Contracts with device manufacturers, platform integrators, or hospital clients should include:

  • Clear scope and disclaimers: Define the AI system’s intended use and limitations very precisely. If the AI is probabilistic (e.g. triaging urgency levels rather than giving a definitive diagnosis), it should be documented. Any known error rates or uncertainties should appear in the manual or contract. Overpromising (e.g. calling the AI “100% accurate” in communications) could prove problematic.
  • Warranty limitations: Specify that the AI provider is not responsible for third-party negligence (like an integrator’s misconfiguration) or for uses outside the agreed scope. For example, an AI used only in adult patients should not be covered for paediatric use unless separately agreed. Include clauses stating that if the hospital alters the system (e.g. changes thresholds, integrates untested new data feeds), the AI provider’s warranty does not cover resulting errors.
  • SLAs: SLAs with upstream AI providers, clarifying update responsibilities and model performance standards. SLAs should address change management mechanisms, detailing retraining and versioning procedures for evolving AI systems. Additionally, these should specifically address manufacturer control and consent mechanisms for updates.

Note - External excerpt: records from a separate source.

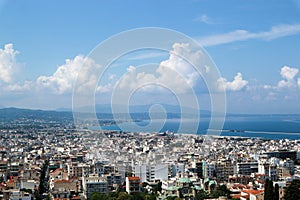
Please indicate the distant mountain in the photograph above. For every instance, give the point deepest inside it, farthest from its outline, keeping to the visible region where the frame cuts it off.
(7, 114)
(104, 112)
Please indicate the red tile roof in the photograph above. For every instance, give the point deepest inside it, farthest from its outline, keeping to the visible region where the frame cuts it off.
(134, 178)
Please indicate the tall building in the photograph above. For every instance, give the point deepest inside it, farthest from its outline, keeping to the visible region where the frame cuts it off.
(247, 168)
(133, 184)
(209, 169)
(150, 173)
(94, 183)
(224, 169)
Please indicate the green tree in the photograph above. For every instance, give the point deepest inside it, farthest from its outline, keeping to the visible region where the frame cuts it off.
(201, 194)
(292, 192)
(221, 191)
(276, 192)
(98, 196)
(269, 190)
(123, 196)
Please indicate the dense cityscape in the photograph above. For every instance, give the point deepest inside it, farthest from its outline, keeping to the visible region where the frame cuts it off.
(53, 160)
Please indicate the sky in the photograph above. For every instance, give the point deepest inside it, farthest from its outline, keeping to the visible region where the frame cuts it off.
(254, 44)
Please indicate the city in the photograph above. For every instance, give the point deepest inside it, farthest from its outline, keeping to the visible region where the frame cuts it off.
(59, 162)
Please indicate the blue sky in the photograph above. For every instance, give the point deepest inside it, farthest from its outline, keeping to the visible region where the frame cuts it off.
(256, 42)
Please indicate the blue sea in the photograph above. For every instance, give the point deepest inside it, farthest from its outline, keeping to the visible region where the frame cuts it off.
(262, 126)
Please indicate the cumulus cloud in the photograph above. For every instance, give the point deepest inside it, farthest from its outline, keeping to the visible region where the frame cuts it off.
(174, 73)
(288, 74)
(8, 63)
(237, 84)
(205, 19)
(63, 79)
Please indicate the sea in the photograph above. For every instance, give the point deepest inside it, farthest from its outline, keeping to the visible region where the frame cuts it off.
(253, 126)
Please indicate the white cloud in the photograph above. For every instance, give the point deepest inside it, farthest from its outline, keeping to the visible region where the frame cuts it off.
(237, 84)
(112, 76)
(8, 63)
(288, 74)
(205, 19)
(104, 88)
(63, 79)
(242, 35)
(14, 87)
(174, 73)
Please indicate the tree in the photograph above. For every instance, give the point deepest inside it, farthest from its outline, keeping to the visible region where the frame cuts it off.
(269, 190)
(201, 194)
(124, 196)
(221, 191)
(98, 196)
(292, 192)
(276, 192)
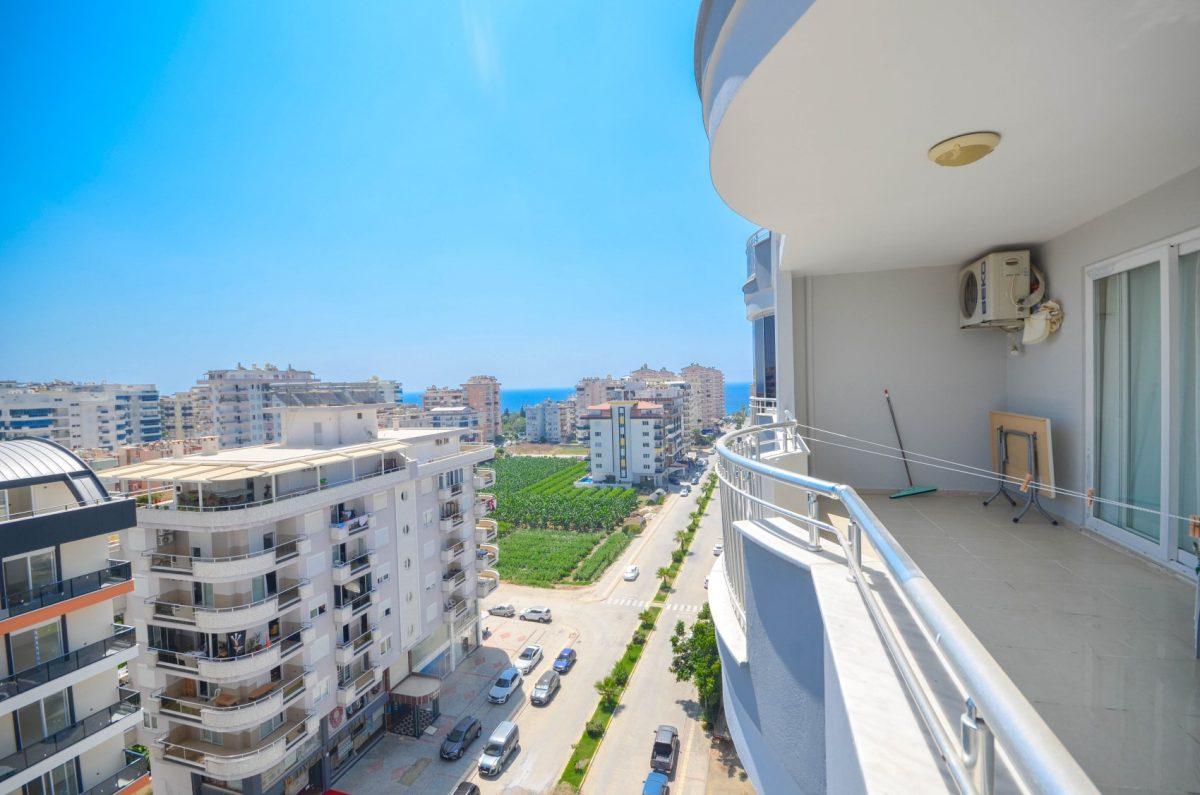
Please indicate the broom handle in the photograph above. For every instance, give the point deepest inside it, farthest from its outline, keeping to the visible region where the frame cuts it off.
(899, 443)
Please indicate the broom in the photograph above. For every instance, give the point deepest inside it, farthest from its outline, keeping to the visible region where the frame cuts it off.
(911, 490)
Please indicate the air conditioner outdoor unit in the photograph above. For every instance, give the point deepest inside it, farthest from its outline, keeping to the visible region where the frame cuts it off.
(997, 291)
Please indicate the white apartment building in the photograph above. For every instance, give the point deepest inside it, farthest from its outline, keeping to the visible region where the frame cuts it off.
(627, 442)
(67, 718)
(551, 420)
(930, 643)
(706, 396)
(81, 416)
(289, 595)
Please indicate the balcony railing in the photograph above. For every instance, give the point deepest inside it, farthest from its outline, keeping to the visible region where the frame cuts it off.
(169, 561)
(121, 639)
(1036, 757)
(130, 704)
(136, 766)
(18, 602)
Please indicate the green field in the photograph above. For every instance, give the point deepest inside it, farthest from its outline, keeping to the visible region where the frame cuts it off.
(543, 557)
(539, 492)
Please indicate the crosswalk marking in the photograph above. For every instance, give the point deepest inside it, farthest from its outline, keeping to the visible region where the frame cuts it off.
(625, 602)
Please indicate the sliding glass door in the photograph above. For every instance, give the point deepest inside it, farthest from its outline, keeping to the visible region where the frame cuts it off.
(1143, 407)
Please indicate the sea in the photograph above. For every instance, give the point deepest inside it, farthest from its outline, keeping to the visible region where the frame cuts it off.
(737, 395)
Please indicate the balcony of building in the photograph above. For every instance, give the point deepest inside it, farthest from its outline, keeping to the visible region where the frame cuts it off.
(486, 581)
(455, 609)
(453, 551)
(486, 531)
(358, 645)
(1077, 656)
(485, 478)
(117, 717)
(487, 555)
(351, 568)
(358, 680)
(23, 601)
(239, 563)
(235, 656)
(237, 706)
(120, 646)
(228, 610)
(449, 491)
(239, 754)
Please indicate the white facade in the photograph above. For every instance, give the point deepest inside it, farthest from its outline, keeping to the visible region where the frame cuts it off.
(286, 587)
(81, 416)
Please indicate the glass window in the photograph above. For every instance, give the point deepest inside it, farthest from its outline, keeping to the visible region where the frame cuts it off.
(1128, 398)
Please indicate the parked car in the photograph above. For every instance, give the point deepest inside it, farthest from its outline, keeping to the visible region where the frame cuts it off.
(544, 691)
(535, 614)
(565, 661)
(655, 784)
(666, 748)
(501, 747)
(528, 658)
(465, 733)
(505, 685)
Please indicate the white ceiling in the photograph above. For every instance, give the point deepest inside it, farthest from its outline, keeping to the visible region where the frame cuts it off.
(1097, 101)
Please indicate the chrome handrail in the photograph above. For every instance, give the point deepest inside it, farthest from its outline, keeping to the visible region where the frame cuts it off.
(1037, 758)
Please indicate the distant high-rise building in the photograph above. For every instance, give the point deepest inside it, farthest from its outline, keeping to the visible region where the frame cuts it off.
(707, 396)
(81, 416)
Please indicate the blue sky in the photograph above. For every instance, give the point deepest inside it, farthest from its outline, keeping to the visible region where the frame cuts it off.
(418, 191)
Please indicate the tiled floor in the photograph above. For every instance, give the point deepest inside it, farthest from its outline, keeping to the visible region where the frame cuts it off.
(1097, 639)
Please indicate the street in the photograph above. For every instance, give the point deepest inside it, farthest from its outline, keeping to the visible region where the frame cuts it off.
(598, 622)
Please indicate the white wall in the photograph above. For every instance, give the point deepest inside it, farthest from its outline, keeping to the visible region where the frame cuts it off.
(899, 330)
(1048, 378)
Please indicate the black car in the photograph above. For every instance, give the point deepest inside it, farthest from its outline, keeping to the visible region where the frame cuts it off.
(462, 735)
(666, 749)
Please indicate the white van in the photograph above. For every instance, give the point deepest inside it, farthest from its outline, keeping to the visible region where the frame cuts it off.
(501, 747)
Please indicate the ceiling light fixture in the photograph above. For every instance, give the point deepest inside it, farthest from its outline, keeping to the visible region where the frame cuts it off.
(965, 149)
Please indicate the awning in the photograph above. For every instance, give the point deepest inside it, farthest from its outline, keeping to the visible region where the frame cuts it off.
(417, 688)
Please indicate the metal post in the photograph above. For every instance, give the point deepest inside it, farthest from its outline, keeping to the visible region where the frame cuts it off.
(814, 531)
(978, 749)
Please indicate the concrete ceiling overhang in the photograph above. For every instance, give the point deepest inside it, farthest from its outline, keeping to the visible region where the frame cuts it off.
(827, 138)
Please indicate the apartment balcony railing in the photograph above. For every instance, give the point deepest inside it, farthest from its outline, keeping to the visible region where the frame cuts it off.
(232, 616)
(165, 498)
(349, 610)
(16, 603)
(449, 492)
(453, 551)
(130, 703)
(121, 639)
(348, 651)
(233, 667)
(347, 528)
(353, 568)
(486, 531)
(238, 763)
(244, 565)
(136, 766)
(232, 710)
(484, 504)
(453, 579)
(1036, 757)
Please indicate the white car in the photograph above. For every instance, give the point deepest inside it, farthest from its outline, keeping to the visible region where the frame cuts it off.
(528, 658)
(505, 685)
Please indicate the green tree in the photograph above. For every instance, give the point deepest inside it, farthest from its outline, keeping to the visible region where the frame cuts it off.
(695, 658)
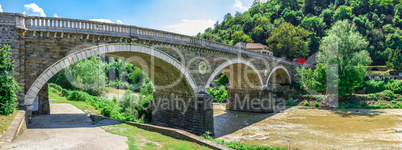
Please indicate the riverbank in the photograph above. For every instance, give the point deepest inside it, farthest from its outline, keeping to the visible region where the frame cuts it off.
(5, 121)
(311, 128)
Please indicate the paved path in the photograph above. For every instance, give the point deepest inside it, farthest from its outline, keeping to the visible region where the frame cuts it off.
(66, 128)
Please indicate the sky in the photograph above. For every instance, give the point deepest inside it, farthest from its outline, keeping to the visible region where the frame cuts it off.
(180, 16)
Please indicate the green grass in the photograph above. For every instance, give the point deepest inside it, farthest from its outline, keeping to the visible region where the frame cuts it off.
(146, 140)
(238, 145)
(79, 104)
(5, 121)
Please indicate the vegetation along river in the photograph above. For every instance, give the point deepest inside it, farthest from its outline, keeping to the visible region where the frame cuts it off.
(308, 128)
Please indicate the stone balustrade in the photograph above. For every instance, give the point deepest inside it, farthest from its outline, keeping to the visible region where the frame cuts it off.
(65, 25)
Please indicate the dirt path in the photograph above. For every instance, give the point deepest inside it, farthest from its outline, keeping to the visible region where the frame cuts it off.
(66, 128)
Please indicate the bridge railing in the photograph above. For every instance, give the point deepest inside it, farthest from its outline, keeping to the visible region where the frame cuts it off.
(63, 24)
(110, 29)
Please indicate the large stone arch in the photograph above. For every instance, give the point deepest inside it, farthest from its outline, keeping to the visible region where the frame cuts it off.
(279, 75)
(256, 82)
(117, 50)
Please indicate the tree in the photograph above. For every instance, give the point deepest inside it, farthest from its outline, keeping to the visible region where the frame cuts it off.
(395, 60)
(345, 48)
(342, 12)
(289, 41)
(240, 36)
(9, 87)
(314, 24)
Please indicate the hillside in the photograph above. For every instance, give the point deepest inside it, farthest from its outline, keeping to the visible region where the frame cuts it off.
(379, 21)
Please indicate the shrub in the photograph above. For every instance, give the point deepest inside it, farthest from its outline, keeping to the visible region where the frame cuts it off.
(238, 145)
(388, 94)
(52, 90)
(78, 96)
(9, 87)
(306, 103)
(65, 93)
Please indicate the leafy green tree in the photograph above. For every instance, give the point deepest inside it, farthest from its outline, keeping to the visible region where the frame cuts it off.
(289, 41)
(222, 80)
(345, 48)
(9, 87)
(327, 15)
(240, 36)
(395, 60)
(342, 12)
(314, 24)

Non-contractual mitigations methods could include: 

  • Detailed performance disclosures: Include accuracy metrics, sensitivity/specificity, error margins, and known limitations in the instructions of use and accompanying technical documentation. Provide context-specific guidance (e.g., system performs best with certain imaging modalities or patient populations).
  • Dynamic risk communication: Issue periodic performance reports and risk notices when post-market monitoring reveals new failure modes, biases, or performance degradation. Use structured formats (e.g., standardised risk bulletins) to support consistent interpretation by healthcare providers.
  • Scenario-based guidance: Provide case-based examples of appropriate and inappropriate uses. Outline foreseeable misuse patterns and corresponding mitigation steps.
  • Clear escalation protocols: Furnish guidance on when clinicians may override AI recommendations (e.g., low confidence levels, out-of-distribution patient data). But make sure that such communication may not overly influence physician’s autonomy. Use soft warnings vs. hard warnings to indicate risk severity and encourage critical review.
  • Implement appropriate human oversight tools: Incorporate user interfaces that display confidence intervals, highlight anomalies, or flag borderline cases where human judgment is critical. Graphics with historical AI recommendations and instances where recommendations were overridden could be shown.

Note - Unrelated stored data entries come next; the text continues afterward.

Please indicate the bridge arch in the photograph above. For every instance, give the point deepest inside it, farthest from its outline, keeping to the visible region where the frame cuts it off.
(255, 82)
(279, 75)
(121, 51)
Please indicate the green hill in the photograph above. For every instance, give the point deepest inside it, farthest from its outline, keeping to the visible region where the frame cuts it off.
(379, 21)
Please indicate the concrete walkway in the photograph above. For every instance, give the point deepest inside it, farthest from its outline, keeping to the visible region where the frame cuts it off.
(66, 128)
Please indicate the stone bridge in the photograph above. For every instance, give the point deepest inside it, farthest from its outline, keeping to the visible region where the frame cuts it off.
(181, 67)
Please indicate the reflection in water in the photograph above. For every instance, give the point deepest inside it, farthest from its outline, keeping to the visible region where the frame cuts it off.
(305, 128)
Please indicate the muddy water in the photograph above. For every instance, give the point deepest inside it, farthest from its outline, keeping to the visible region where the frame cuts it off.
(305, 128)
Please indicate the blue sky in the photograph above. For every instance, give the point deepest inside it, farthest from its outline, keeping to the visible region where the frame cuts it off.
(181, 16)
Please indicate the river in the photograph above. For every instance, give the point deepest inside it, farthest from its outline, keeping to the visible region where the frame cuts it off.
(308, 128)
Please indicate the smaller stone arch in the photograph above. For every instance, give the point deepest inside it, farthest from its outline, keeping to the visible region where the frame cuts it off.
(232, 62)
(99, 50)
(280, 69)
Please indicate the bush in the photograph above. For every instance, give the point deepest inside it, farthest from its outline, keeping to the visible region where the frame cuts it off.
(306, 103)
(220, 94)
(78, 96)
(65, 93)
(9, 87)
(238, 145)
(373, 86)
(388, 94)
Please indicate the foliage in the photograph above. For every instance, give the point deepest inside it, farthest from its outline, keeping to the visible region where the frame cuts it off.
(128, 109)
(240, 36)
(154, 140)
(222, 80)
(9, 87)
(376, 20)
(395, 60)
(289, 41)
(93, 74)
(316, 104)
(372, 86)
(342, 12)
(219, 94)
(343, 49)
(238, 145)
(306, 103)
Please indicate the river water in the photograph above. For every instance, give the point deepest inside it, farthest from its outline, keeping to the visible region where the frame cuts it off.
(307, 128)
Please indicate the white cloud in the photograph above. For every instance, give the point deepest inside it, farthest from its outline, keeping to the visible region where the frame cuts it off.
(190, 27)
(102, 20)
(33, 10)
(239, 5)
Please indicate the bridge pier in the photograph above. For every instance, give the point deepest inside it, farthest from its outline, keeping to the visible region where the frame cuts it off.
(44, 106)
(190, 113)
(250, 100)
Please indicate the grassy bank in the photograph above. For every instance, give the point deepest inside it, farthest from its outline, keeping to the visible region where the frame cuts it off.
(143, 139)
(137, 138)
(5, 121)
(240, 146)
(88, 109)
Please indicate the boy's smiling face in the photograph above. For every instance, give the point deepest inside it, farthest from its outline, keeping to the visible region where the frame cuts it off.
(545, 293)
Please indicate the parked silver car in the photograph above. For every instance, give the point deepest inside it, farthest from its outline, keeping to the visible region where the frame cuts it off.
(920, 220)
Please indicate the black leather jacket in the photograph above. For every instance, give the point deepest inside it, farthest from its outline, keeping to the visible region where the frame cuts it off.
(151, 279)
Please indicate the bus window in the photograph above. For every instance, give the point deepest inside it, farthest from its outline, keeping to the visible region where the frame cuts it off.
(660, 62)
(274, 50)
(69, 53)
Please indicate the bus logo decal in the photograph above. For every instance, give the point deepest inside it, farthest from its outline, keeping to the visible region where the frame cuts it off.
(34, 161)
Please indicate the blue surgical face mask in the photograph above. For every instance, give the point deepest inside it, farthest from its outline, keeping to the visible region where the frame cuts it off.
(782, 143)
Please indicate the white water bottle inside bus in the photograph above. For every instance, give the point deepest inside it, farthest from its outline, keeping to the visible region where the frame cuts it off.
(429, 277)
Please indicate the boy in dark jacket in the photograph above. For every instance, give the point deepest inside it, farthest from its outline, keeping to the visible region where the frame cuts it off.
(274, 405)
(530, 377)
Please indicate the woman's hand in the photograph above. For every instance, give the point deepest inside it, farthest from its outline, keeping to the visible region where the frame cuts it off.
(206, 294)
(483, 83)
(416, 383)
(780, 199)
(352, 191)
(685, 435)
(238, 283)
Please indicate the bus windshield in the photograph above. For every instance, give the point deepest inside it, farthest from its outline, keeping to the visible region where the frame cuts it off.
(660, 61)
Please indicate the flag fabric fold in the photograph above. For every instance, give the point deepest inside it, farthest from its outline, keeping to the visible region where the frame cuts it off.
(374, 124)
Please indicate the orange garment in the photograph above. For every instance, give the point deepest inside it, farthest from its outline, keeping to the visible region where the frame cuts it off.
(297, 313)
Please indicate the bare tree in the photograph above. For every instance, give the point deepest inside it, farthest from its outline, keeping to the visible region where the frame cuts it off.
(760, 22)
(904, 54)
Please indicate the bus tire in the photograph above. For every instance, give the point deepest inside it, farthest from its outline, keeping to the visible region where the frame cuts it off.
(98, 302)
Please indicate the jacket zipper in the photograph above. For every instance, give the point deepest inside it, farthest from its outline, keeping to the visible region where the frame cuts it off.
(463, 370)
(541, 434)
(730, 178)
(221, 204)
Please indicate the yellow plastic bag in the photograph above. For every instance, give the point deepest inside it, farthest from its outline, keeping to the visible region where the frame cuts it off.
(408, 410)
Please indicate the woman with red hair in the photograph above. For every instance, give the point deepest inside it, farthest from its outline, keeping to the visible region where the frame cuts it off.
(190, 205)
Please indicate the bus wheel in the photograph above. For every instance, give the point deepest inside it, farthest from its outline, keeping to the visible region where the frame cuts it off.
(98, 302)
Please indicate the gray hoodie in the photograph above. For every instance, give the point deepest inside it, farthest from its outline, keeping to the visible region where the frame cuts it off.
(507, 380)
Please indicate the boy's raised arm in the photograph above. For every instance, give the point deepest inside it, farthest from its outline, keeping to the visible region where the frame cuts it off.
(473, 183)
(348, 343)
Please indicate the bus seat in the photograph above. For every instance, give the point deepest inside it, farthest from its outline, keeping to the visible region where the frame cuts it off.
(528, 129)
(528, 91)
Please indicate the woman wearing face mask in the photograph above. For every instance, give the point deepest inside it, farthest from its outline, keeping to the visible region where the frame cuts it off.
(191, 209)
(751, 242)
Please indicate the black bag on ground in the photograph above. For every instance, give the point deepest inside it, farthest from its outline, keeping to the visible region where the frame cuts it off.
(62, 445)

While many of these steps are already needed for compliance with the MDR or EU AI Act, this does not insulate providers from civil litigation if harm occurs due to a defect. AI providers should not view regulatory compliance as the silver bullet for all legal responsibility. Steps must be taken to make sure that these are effective and appropriate to the context of deployment. The assistance provided to deployers in this regard thus may go beyond that prescribed by the EU AI Act or the MDR, but it could be warranted, in many cases, to limit harm. 

4. Outlook

Regulatory compliance, at the end of the day, is not the ceiling but the floor, but sets the baseline for trust and accountability in any industry. In the context of healthcare, where the stakes are uniquely high, a robust legal and organisational framework is not a mere checkbox; it’s a competitive advantage. AI providers that can demonstrate rigorous compliance, clarity of communication, and sound liability management will be preferred partners for hospitals and device makers who share the risk. In such a high-stakes environment, regulators and customers alike will gravitate toward AI solutions backed by meticulous risk management. In this way, foresight in law and contract becomes not just a legal necessity but a critical enabler of AI adoption in healthcare, fostering safer and more effective AI-driven care.